Friday, March 24, 2006

To scapegoat or not to scapegoat, that is the question

The latest attempt to scapegoat gay and lesbian people for the challenges facing the Anglican Communion came this past week at the meeting of the Episcopal Church's House of Bishops.

Ruth Gledhill reports in the London Times that the Bishop of Exeter, apparently speaking on behalf of the Archbishop of Canterbury, warned our bishops "that any further consecration of those in a same sex relationship, any authorisation of any person to undertake same sex blessings, any stated intention not to seriously engage with the Windsor Report, will be read very widely as a declaration not to stay with the communion." He added that failure to head this warning would mean the end of Anglican-Roman Catholic and Anglican-Muslim dialogues.

No doubt, many people will wonder how those of us in the Diocese of California should respond to these dire predictions. Three of our nominees for bishop are partnered gay or lesbian clergy. How seriously should we take the Bishop of Exeter's admonishment as we discern whom God is calling to be our next bishop? If we elected Michael Barlowe+, Bonnie Perry+, or Robert Taylor+, would we be responsible for a rupture in the Anglican Communion?

It seems to me that the Bishop of Exeter's comments were rooted in fear and anxiety. And that is never the place from which the Holy Spirit speaks. As we in the Diocese of California consider the well-qualified slate of nominees from which we must choose, our decision must be guided by a sense of who will best help us to engage the Church's mission of reconciliation, embodying God's love for absolutely everybody revealed in Christ Jesus. We must act from a place of peace, joy, and hope. And we must act with courage, because faithfulness entails risk.

The risk is that the election of our next bishop will force the Anglican Communion to come to terms with its complicitly in the scapegoating of LGBT people and the violence and death it entails. The risk here is that the 30 year-long battle by fundamentalists to undermine the Episcopal Church will be seen as the institutional power grab that it really is. The risk here is that the sundering of the Anglican Communion is the cost of discipleship that we must bear for refusing to practice the very scapegoating over which Jesus triumphed in his death and resurrection.

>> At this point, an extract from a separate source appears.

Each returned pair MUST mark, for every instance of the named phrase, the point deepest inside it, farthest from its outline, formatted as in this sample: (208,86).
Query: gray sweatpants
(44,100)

Once again, we have been presented with the false options of either preserving the unity of the church, or else honoring our baptismal covenant by respecting the dignity of every human being. I believe that God is calling us to a much more challenging way forward: the way of the cross. It is far more difficult to stay together without scapegoating anyone, than it is to demonize LGBT people. Can we refuse the temptation of scapegoating and still remain together in the Anglican Communion? That is the real question that the Bishop of Exeter should be asking. The Diocese of California will answer that question with a resounding "Yes!,"
no matter who our next bishop turns out to be.